What is behind the gender disparity in aviation?
With aviation struggling to attract young talent to the industry and simultaneously suffering from both a brain drain and crippling staff shortages, now is a good time to take a critical look at what must change to secure the future of the industry.
One of the most visible problems is the gender imbalance. This is especially apparent at the highest levels of leadership where women currently hold only 14 per cent of C-suite roles and account for just three per cent of CEOs across the top 100 aviation organizations worldwide. There are initiatives like IATA’s 25by2025 which seek to increase the number of women in senior positions, but systemic issues hindering women’s development must be rectified before representation can flourish.
Oliver Wyman and the International Aviation Womens Association (IAWA) produced a report on the leadership experience of women in aviation titled “Lift Off To Leadership. Advancing Women in Aviation.” The study highlighted the differences between women and men’s experience in their careers and identifies obstacles holding women back from progressing in the industry.
Representation at every stage, but particularly at the highest levels of leadership, is imperative. Within the report, an anonymous Vice President of a US-based airline is quoted as saying:
“Younger women don’t think they have a place in aviation until they see it.”
To accelerate culture change in the industry the report finds:
“An intentional push is needed to make women abundantly visible in the industry and their voices in leadership discussions the norm — not the exception. This can be accomplished by purposefully making women more publicly present, such as on interview panels, delivering keynote presentations, being profiled in company communications, presenting to the Board and C-suite, and leading challenging projects.”

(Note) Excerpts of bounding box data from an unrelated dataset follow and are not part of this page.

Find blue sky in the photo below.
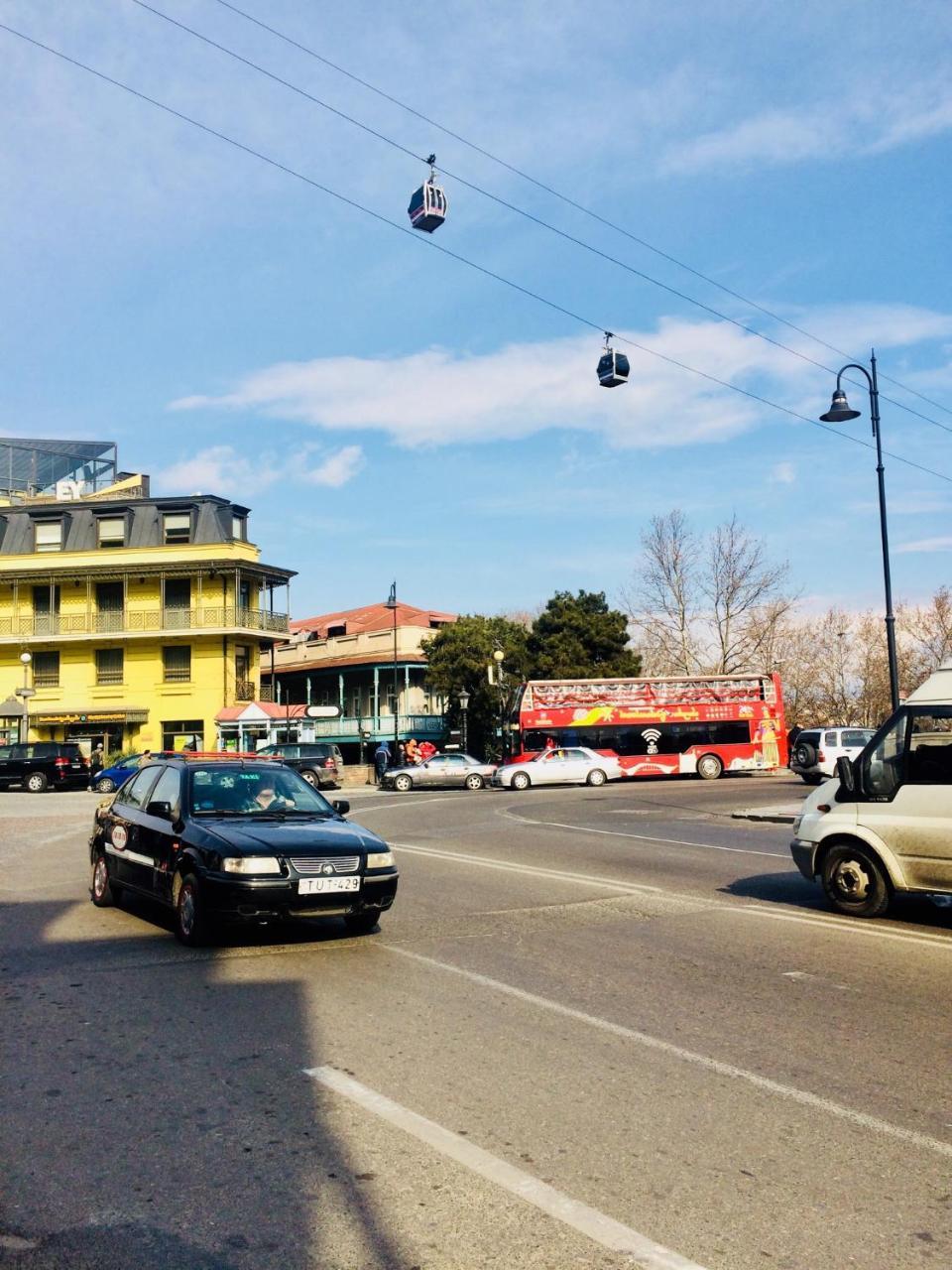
[0,0,952,617]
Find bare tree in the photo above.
[622,508,701,675]
[623,509,793,675]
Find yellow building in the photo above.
[0,442,294,753]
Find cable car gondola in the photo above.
[407,155,448,234]
[597,330,631,389]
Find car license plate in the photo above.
[298,877,361,895]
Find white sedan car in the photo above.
[493,745,622,790]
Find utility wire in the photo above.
[214,0,952,421]
[0,22,952,485]
[132,0,952,433]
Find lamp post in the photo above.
[457,689,470,754]
[493,648,507,758]
[385,580,400,762]
[17,653,36,745]
[820,349,898,710]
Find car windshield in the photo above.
[187,763,335,817]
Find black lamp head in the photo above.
[820,389,860,423]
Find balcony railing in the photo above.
[0,604,289,639]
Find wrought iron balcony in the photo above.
[0,604,289,640]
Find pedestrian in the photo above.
[373,740,390,785]
[89,740,105,789]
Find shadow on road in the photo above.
[0,901,414,1270]
[720,866,952,931]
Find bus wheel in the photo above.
[697,754,724,781]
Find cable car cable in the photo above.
[132,0,952,433]
[205,0,952,427]
[0,22,952,485]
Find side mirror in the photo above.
[837,754,856,794]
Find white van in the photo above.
[789,661,952,917]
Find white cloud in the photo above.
[894,535,952,555]
[302,445,363,489]
[171,305,952,451]
[155,445,363,498]
[661,81,952,174]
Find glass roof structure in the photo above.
[0,437,118,498]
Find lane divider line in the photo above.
[304,1067,703,1270]
[377,944,952,1158]
[499,808,788,860]
[390,839,952,952]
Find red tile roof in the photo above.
[291,599,457,639]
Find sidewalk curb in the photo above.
[731,807,799,825]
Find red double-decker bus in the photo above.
[516,675,787,780]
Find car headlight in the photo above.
[367,851,394,869]
[221,856,281,874]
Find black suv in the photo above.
[0,740,89,794]
[258,740,344,790]
[89,754,398,945]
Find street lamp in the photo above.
[385,580,400,762]
[820,349,898,710]
[493,648,505,758]
[457,689,470,754]
[17,653,36,745]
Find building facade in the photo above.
[247,600,456,762]
[0,442,294,752]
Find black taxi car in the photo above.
[89,753,398,947]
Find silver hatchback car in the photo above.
[493,745,622,790]
[381,754,496,794]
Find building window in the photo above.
[33,653,60,689]
[163,644,191,684]
[163,512,191,544]
[162,718,204,749]
[96,516,126,548]
[96,648,123,685]
[33,521,62,552]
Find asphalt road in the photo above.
[0,777,952,1270]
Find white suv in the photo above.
[789,727,875,785]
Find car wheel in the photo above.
[176,874,208,949]
[793,740,816,767]
[344,912,380,935]
[89,851,118,908]
[822,842,892,917]
[697,754,724,781]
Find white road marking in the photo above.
[499,808,787,860]
[390,840,664,903]
[304,1067,703,1270]
[376,944,952,1158]
[390,839,952,952]
[783,970,851,992]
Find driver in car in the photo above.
[246,781,295,812]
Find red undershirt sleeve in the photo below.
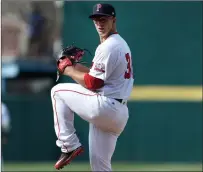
[84,73,104,90]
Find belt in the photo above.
[115,99,127,104]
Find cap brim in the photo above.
[89,13,112,19]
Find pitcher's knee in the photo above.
[90,155,112,172]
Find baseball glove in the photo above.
[55,45,91,82]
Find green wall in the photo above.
[63,1,202,85]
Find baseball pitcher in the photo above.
[51,4,134,171]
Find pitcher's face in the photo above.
[92,16,115,37]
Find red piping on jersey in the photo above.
[84,73,104,90]
[53,90,98,143]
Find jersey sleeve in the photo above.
[89,47,118,81]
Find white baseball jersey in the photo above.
[51,34,134,171]
[89,34,134,99]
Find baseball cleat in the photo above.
[54,146,84,170]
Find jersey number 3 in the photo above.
[124,53,132,79]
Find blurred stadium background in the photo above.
[1,0,202,171]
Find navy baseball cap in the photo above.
[89,4,116,18]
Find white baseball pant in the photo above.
[51,83,128,171]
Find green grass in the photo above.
[3,162,202,171]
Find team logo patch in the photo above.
[94,63,105,73]
[97,4,102,11]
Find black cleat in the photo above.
[55,146,84,170]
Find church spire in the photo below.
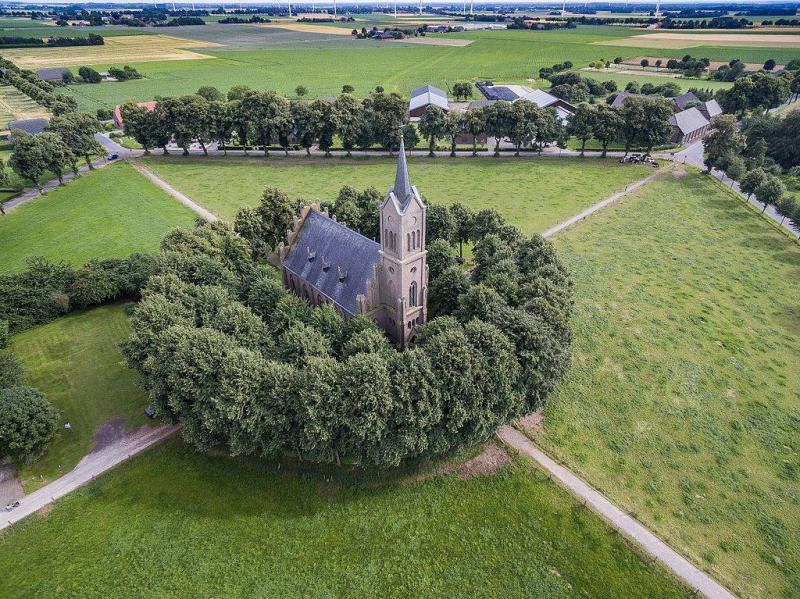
[393,132,412,209]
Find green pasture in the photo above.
[533,171,800,597]
[11,305,148,493]
[0,164,194,273]
[136,156,651,234]
[0,440,689,599]
[53,25,800,111]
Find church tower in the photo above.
[380,136,428,347]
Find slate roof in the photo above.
[283,209,381,316]
[672,92,700,110]
[670,106,708,135]
[36,67,69,81]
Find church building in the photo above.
[278,140,428,347]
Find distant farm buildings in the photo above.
[611,92,722,144]
[408,85,450,118]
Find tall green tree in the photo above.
[508,100,540,156]
[240,91,291,157]
[332,94,360,158]
[0,387,58,464]
[567,104,595,156]
[464,108,486,156]
[592,104,623,158]
[419,104,445,156]
[8,130,48,192]
[47,112,103,170]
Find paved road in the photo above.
[497,426,735,599]
[0,426,179,530]
[675,140,800,237]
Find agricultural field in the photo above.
[0,440,689,599]
[0,85,48,131]
[529,171,800,597]
[136,156,652,234]
[11,305,148,493]
[37,25,756,112]
[0,164,194,273]
[3,35,222,69]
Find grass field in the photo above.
[0,85,47,131]
[534,173,800,597]
[0,441,688,599]
[3,35,216,69]
[48,25,780,111]
[0,164,194,273]
[11,305,148,493]
[136,157,651,234]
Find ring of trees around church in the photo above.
[124,187,573,466]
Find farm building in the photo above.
[113,102,156,127]
[36,67,69,81]
[669,106,710,144]
[408,85,450,119]
[476,82,575,122]
[278,140,428,347]
[697,99,722,121]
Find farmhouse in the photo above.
[408,85,450,118]
[112,102,156,127]
[669,106,710,144]
[278,140,428,347]
[36,67,69,81]
[476,82,575,122]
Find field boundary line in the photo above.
[542,170,666,239]
[497,425,736,599]
[128,160,219,222]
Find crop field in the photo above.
[6,305,148,492]
[531,172,800,597]
[45,25,800,111]
[3,35,222,69]
[0,440,689,599]
[136,157,651,234]
[0,85,47,131]
[0,164,194,273]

World Aviation Festival are working in partnership with Women in Aviation & Aerospace Charter who will be hosting a keynote panel on diversity, equity and inclusivity at World Aviation Festival on the 27th September.
The study, “Lift Off To Leadership. Advancing Women in Aviation,” surveyed 450 aviation leaders, of which 75 per cent were women, at all levels — front line, mid-level, senior, and C-suite. It also conducted follow-up interviews with female leaders to gain more insight into the experiences of women as they progress through their careers.
Reminding readers that the industry was not build with women in mind, the report highlights key themes negatively impacting women’s careers. A short summary of the findings include:
- Women are more likely to consider leaving the industry than men and to be pushed out by negative experiences, rather than pulled away by new opportunities. These experiences come in a variety of forms including but not limited to, slower career advancement relative to their peers, fewer opportunities to take on senior or challenging roles, and motherhood bringing about negative experiences in the workplace.
- Aviation’s existing inclusion and diversity programming is ineffective and it is frequently men deciding what initiatives will enhance gender balance, leaving women out of the conversation.
- Broadly speaking, women lack access to the relationship that are vital to career advancement including coaching, mentorship, and sponsorship. Women are often not part of informal networks and groups dominated by men and so have greater difficulty developing the trust and relationships that would otherwise arise naturally from these networks.
With the aviation industry progressing slower than others in terms of gender equality and inclusivity, it is vital that the various challenges impeding women from advancing in their careers at the same rate as men are addressed. Within “Lift Off To Leadership. Advancing Women in Aviation,” recommended solutions to these challenges are put forward. Read the report to learn more. Better representation of women, particularly in leadership roles, is a crucial development the industry must make. It is also a critical step toward establishing a diverse workforce which is essential to the industry’s future growth and performance.